Era una tarde nublada cuando recibieron el mensaje. Una joven llamada Lara les escribió con urgencia: su novio, Julián, había caído en un estado de sueño profundo desde hacía tres días. Los médicos no encontraban causa alguna. Pero lo más extraño era lo que Lara contaba: cada noche, escuchaba a Julián murmurar palabras en un idioma que jamás había escuchado… y llorar dormido.
Fernando y Eugenia no dudaron. Al llegar al pequeño departamento donde Lara los esperaba, sintieron de inmediato una presión en el ambiente. Julián yacía en cama, inmóvil. Su rostro estaba contraído por el sufrimiento. Cada tanto, gemía con un dolor que no parecía físico.
—¿Él ha tenido algún trauma reciente? —preguntó Eugenia.
Lara dudó, luego asintió.
—Perdió a su madre hace seis meses. Pero no habla de eso. Sólo… se encerró. Yo creí que estaba lidiando a su manera. Ahora ya no sé si puedo alcanzarlo.
Fernando la miró con suavidad.
—A veces, el dolor nos aísla incluso de los que más amamos. Pero tal vez podamos encontrarlo donde se ha perdido.
Esa noche, entraron al sueño de Julián.
Lo que vieron los estremeció.
Julián estaba de pie en medio de una ciudad vacía. Todos los edificios eran grises, sin puertas ni ventanas. Caminaba sin rumbo, solo, como un exiliado de su propia vida. Y sobre él, un cielo sin estrellas.
—Está atrapado en su propio duelo —susurró Eugenia—. Ha creado este mundo para no sentir nada.
Intentaron hablarle. Pero Julián no los oía. No podía. Su conciencia estaba enterrada bajo capas de negación.
Y entonces, la ciudad cambió.

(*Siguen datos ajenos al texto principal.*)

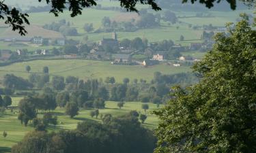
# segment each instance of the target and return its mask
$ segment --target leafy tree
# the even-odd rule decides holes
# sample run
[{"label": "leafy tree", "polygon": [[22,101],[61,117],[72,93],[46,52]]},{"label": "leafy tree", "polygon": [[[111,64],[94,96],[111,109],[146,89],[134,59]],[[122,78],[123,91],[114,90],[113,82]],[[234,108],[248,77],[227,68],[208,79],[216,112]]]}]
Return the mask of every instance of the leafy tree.
[{"label": "leafy tree", "polygon": [[134,87],[129,87],[126,93],[126,99],[127,101],[134,101],[137,99],[139,90]]},{"label": "leafy tree", "polygon": [[180,41],[184,41],[184,36],[180,35]]},{"label": "leafy tree", "polygon": [[59,32],[61,32],[63,35],[67,36],[76,36],[79,34],[76,29],[66,25],[59,27]]},{"label": "leafy tree", "polygon": [[53,87],[56,90],[63,90],[65,88],[64,78],[63,76],[53,76],[52,84]]},{"label": "leafy tree", "polygon": [[4,102],[2,97],[0,95],[0,107],[4,106]]},{"label": "leafy tree", "polygon": [[31,70],[31,68],[30,67],[29,65],[26,66],[26,71],[29,73],[30,70]]},{"label": "leafy tree", "polygon": [[100,112],[99,112],[99,109],[96,109],[95,111],[94,111],[94,112],[95,112],[95,116],[96,117],[96,118],[98,118],[98,116],[99,116],[99,114],[100,114]]},{"label": "leafy tree", "polygon": [[124,78],[124,80],[123,80],[123,82],[124,82],[124,84],[128,84],[129,83],[129,82],[130,82],[130,80],[129,80],[129,78]]},{"label": "leafy tree", "polygon": [[49,73],[49,68],[48,67],[43,67],[43,73]]},{"label": "leafy tree", "polygon": [[53,48],[53,54],[54,55],[59,55],[59,50],[56,48]]},{"label": "leafy tree", "polygon": [[32,97],[25,97],[20,101],[18,107],[20,113],[18,119],[20,120],[25,126],[27,125],[30,120],[36,117],[35,107],[34,105],[35,99]]},{"label": "leafy tree", "polygon": [[150,106],[147,103],[143,103],[141,105],[141,108],[144,109],[145,112],[146,112],[147,109],[150,108]]},{"label": "leafy tree", "polygon": [[97,97],[101,98],[104,100],[108,100],[109,98],[109,93],[108,90],[104,86],[100,87],[97,93]]},{"label": "leafy tree", "polygon": [[79,96],[77,97],[77,103],[79,107],[82,107],[83,104],[88,100],[89,95],[88,92],[85,90],[80,91]]},{"label": "leafy tree", "polygon": [[137,22],[137,25],[140,28],[150,28],[158,27],[159,21],[157,22],[156,17],[153,14],[142,14],[141,19]]},{"label": "leafy tree", "polygon": [[106,84],[109,84],[110,82],[110,78],[109,77],[106,77],[106,79],[105,79],[105,83]]},{"label": "leafy tree", "polygon": [[63,48],[63,51],[66,54],[77,54],[79,49],[74,45],[65,45]]},{"label": "leafy tree", "polygon": [[94,118],[95,116],[95,111],[91,111],[90,112],[90,116],[91,118]]},{"label": "leafy tree", "polygon": [[138,83],[138,79],[134,79],[133,80],[133,83],[134,84],[137,84]]},{"label": "leafy tree", "polygon": [[33,84],[28,80],[13,74],[4,75],[3,83],[5,88],[11,89],[27,90],[33,87]]},{"label": "leafy tree", "polygon": [[117,97],[117,87],[113,86],[111,88],[111,101],[117,101],[118,100],[118,97]]},{"label": "leafy tree", "polygon": [[89,48],[88,47],[88,46],[87,44],[83,44],[80,46],[79,49],[79,52],[80,54],[81,53],[89,53],[90,51],[89,50]]},{"label": "leafy tree", "polygon": [[101,23],[104,27],[109,27],[111,24],[111,20],[110,20],[109,17],[104,16],[102,18]]},{"label": "leafy tree", "polygon": [[85,25],[83,26],[83,29],[87,32],[89,33],[92,31],[94,31],[94,24],[92,23],[85,23]]},{"label": "leafy tree", "polygon": [[117,107],[121,109],[122,107],[124,107],[124,103],[121,101],[117,103]]},{"label": "leafy tree", "polygon": [[145,94],[143,95],[141,95],[141,101],[142,103],[148,103],[150,101],[150,95]]},{"label": "leafy tree", "polygon": [[100,109],[105,107],[105,101],[103,99],[98,98],[94,101],[94,108]]},{"label": "leafy tree", "polygon": [[132,39],[130,44],[130,46],[131,48],[139,50],[143,50],[145,47],[143,43],[142,42],[142,39],[140,37],[136,37]]},{"label": "leafy tree", "polygon": [[[39,2],[41,2],[40,1]],[[184,1],[187,2],[187,1]],[[193,3],[195,1],[191,0],[191,2]],[[210,8],[214,6],[214,3],[216,2],[216,0],[214,1],[200,1],[201,3],[205,5],[208,8]],[[69,10],[72,12],[70,16],[74,17],[79,14],[82,14],[82,10],[85,7],[89,7],[91,6],[97,5],[97,3],[95,0],[89,0],[89,1],[59,1],[59,0],[53,1],[46,1],[47,4],[51,6],[50,12],[55,14],[55,16],[58,16],[60,12],[63,12],[63,10],[66,8],[67,5],[68,5]],[[146,4],[152,7],[152,8],[156,11],[160,10],[161,8],[156,3],[154,0],[132,0],[132,1],[126,1],[126,0],[120,0],[121,7],[126,9],[127,11],[131,12],[138,12],[136,8],[136,5],[137,3]],[[228,1],[230,4],[230,7],[232,10],[236,10],[236,1]],[[249,1],[248,4],[251,5],[253,3],[253,1]],[[25,29],[24,24],[29,24],[29,22],[27,20],[29,15],[25,13],[22,13],[15,7],[12,7],[12,9],[8,7],[8,5],[4,2],[0,3],[1,12],[3,12],[0,15],[0,18],[6,20],[4,21],[5,24],[9,24],[12,27],[14,31],[18,30],[19,33],[21,35],[25,35],[27,32]],[[100,7],[99,5],[98,5]]]},{"label": "leafy tree", "polygon": [[163,18],[165,21],[169,21],[172,24],[175,24],[177,21],[175,14],[169,10],[165,12]]},{"label": "leafy tree", "polygon": [[139,115],[139,120],[141,120],[142,123],[144,123],[144,122],[147,119],[147,116],[145,114],[141,114],[141,115]]},{"label": "leafy tree", "polygon": [[12,153],[63,152],[64,141],[61,135],[48,134],[46,131],[35,131],[28,133],[20,143],[12,148]]},{"label": "leafy tree", "polygon": [[66,84],[77,84],[79,82],[79,78],[74,76],[68,76],[66,78]]},{"label": "leafy tree", "polygon": [[74,116],[79,114],[79,107],[76,103],[69,102],[66,105],[66,114],[70,116],[70,118],[74,118]]},{"label": "leafy tree", "polygon": [[153,103],[161,103],[161,98],[158,96],[156,96],[152,99]]},{"label": "leafy tree", "polygon": [[120,41],[120,46],[127,49],[130,47],[131,43],[130,39],[126,38]]},{"label": "leafy tree", "polygon": [[57,107],[55,101],[55,97],[53,93],[44,92],[38,96],[38,98],[41,99],[44,103],[44,110],[54,110]]},{"label": "leafy tree", "polygon": [[173,88],[173,98],[155,112],[155,152],[256,152],[256,31],[242,18],[228,35],[216,34],[212,50],[194,65],[200,82]]},{"label": "leafy tree", "polygon": [[5,131],[3,131],[3,137],[5,138],[7,137],[7,132]]},{"label": "leafy tree", "polygon": [[136,110],[130,111],[129,114],[136,118],[138,118],[139,116],[139,114]]},{"label": "leafy tree", "polygon": [[3,97],[3,106],[5,107],[12,105],[12,98],[10,96],[6,95]]},{"label": "leafy tree", "polygon": [[114,77],[111,77],[109,78],[109,83],[111,83],[111,84],[115,84],[115,78]]}]

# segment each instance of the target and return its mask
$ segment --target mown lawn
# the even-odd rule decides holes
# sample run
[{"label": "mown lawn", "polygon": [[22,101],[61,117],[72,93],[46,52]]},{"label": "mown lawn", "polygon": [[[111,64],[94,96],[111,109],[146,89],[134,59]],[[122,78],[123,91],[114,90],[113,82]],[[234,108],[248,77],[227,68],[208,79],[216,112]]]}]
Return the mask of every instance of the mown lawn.
[{"label": "mown lawn", "polygon": [[[20,99],[21,97],[13,98],[13,100],[15,101],[14,105],[17,104],[18,99]],[[106,108],[100,109],[100,114],[111,114],[113,116],[117,116],[126,114],[131,110],[137,110],[141,114],[145,113],[141,109],[142,103],[126,102],[122,109],[117,107],[117,103],[113,101],[106,102]],[[152,114],[152,112],[157,109],[157,107],[155,104],[148,104],[150,109],[146,112],[147,118],[145,123],[143,124],[143,126],[153,129],[158,124],[158,118],[156,116]],[[160,105],[160,107],[162,106]],[[56,131],[59,129],[74,129],[76,127],[78,122],[87,120],[94,120],[101,122],[100,118],[91,118],[89,116],[90,111],[88,109],[81,109],[79,114],[72,119],[65,114],[63,108],[57,107],[54,111],[54,113],[58,117],[58,125],[57,126]],[[10,148],[13,145],[20,141],[27,133],[33,130],[33,128],[31,125],[25,127],[20,124],[20,121],[17,119],[18,113],[16,112],[16,109],[14,109],[13,112],[11,112],[10,109],[7,109],[5,113],[0,116],[0,153],[5,152],[5,151],[8,151],[8,152],[10,152]],[[54,130],[53,126],[48,129],[51,131]],[[2,136],[3,131],[8,133],[8,136],[5,138]]]}]

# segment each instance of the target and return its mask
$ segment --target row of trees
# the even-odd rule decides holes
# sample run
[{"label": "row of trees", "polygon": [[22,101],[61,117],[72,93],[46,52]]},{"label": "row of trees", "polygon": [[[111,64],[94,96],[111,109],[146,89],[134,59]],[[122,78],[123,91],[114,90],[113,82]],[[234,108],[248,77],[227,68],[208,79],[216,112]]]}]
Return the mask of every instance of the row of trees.
[{"label": "row of trees", "polygon": [[73,131],[33,131],[14,146],[12,152],[152,152],[156,139],[141,126],[138,117],[136,112],[119,117],[106,114],[102,123],[88,120]]},{"label": "row of trees", "polygon": [[61,33],[63,35],[75,36],[78,35],[76,29],[70,27],[70,23],[66,22],[65,19],[59,20],[58,22],[53,22],[46,24],[43,28],[48,30],[55,31]]}]

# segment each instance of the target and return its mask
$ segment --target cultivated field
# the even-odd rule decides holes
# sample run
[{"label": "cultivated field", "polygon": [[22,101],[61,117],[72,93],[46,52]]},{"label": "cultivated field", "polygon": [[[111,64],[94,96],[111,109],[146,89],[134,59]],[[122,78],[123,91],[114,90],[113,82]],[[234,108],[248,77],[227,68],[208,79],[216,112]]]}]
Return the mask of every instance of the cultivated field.
[{"label": "cultivated field", "polygon": [[72,75],[81,79],[102,78],[114,76],[117,82],[122,82],[124,78],[146,80],[150,82],[154,73],[160,71],[165,74],[174,74],[190,71],[190,67],[175,67],[165,65],[158,65],[144,67],[141,65],[114,65],[110,61],[90,60],[38,60],[29,62],[14,63],[5,67],[0,67],[0,80],[6,73],[13,73],[27,78],[29,73],[25,71],[26,65],[31,67],[31,73],[41,73],[42,68],[48,66],[50,75]]},{"label": "cultivated field", "polygon": [[[13,99],[14,105],[16,105],[20,98]],[[144,110],[141,109],[141,103],[139,102],[126,102],[124,107],[119,109],[117,106],[117,102],[108,101],[106,103],[106,108],[100,109],[100,114],[111,114],[113,116],[124,115],[128,113],[131,110],[137,110],[139,112],[145,114]],[[152,110],[156,109],[156,105],[149,103],[150,109],[147,111],[147,118],[143,126],[150,129],[156,127],[158,123],[156,116],[152,114]],[[161,107],[161,106],[160,106]],[[6,110],[5,114],[3,116],[0,116],[0,133],[3,131],[6,131],[8,136],[3,138],[0,137],[0,153],[9,152],[10,148],[20,141],[23,136],[29,131],[33,130],[31,126],[24,126],[20,124],[20,122],[17,119],[18,114],[15,113],[16,110],[14,110],[13,113],[10,109]],[[96,118],[91,118],[89,116],[91,110],[81,109],[79,111],[79,114],[75,116],[73,119],[69,118],[64,113],[63,108],[57,108],[54,113],[58,117],[58,125],[56,131],[60,129],[74,129],[76,127],[76,124],[79,122],[85,121],[87,120],[95,120],[101,122],[101,120]],[[54,131],[53,126],[50,127],[48,131]]]}]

Comenzó a desmoronarse. Edificios cayendo, polvo en el aire. Julián corrió… y desapareció entre los escombros.
—¡Julián! —gritó Eugenia.
Fernando intentó seguirlo, pero una pared se derrumbó a su paso. Eugenia gritó su nombre, desesperada. Y en ese instante, el mundo onírico se volvió hostil.
Todo era inestabilidad, ruido, colapso.
—¡Tenemos que salir! —dijo Fernando—. ¡Este sueño se está colapsando sobre sí mismo!
Pero Eugenia no se movió.
—No. No sin él.
Fernando la tomó del brazo.
—¡No puedes salvar a todos! ¡No si te pierdes en el intento!
—¿Y tú no harías lo mismo por mí?
La pregunta lo atravesó.
Ella lo miró con los ojos llenos de decisión y miedo.
—Si un día me encierro en un sueño de dolor, ¿me buscarías? ¿O me dejarías ir por “seguridad”?
Fernando cerró los ojos. Sabía la respuesta. La sabía desde que la besó por primera vez.
—Buscaría hasta el último rincón de la noche por ti —susurró.
Juntos, regresaron al centro de la ciudad. Encontraron a Julián, acurrucado en un rincón de polvo. Fernando se quedó atrás. Eugenia se arrodilló ante él.
—No tienes que estar solo aquí —le dijo—. El dolor no desaparece, pero no tiene por qué definirte.
Le ofreció la mano. Julián, lentamente, la tomó.
Y todo se desvaneció.
Despertaron. Julián abrió los ojos por primera vez en días. Lloró. Y Lara lo abrazó como si fuera el principio del mundo.
Fernando y Eugenia salieron en silencio. En la calle, bajo la lluvia tenue, se miraron.
—No quiero perderte ahí dentro —dijo Fernando.
—Entonces no me sueltes aquí afuera —respondió Eugenia.
Y con ese pacto sin palabras, siguieron caminando. Sabían que el amor también podía ser una puerta. Y que había que decidir cada día no cerrarla.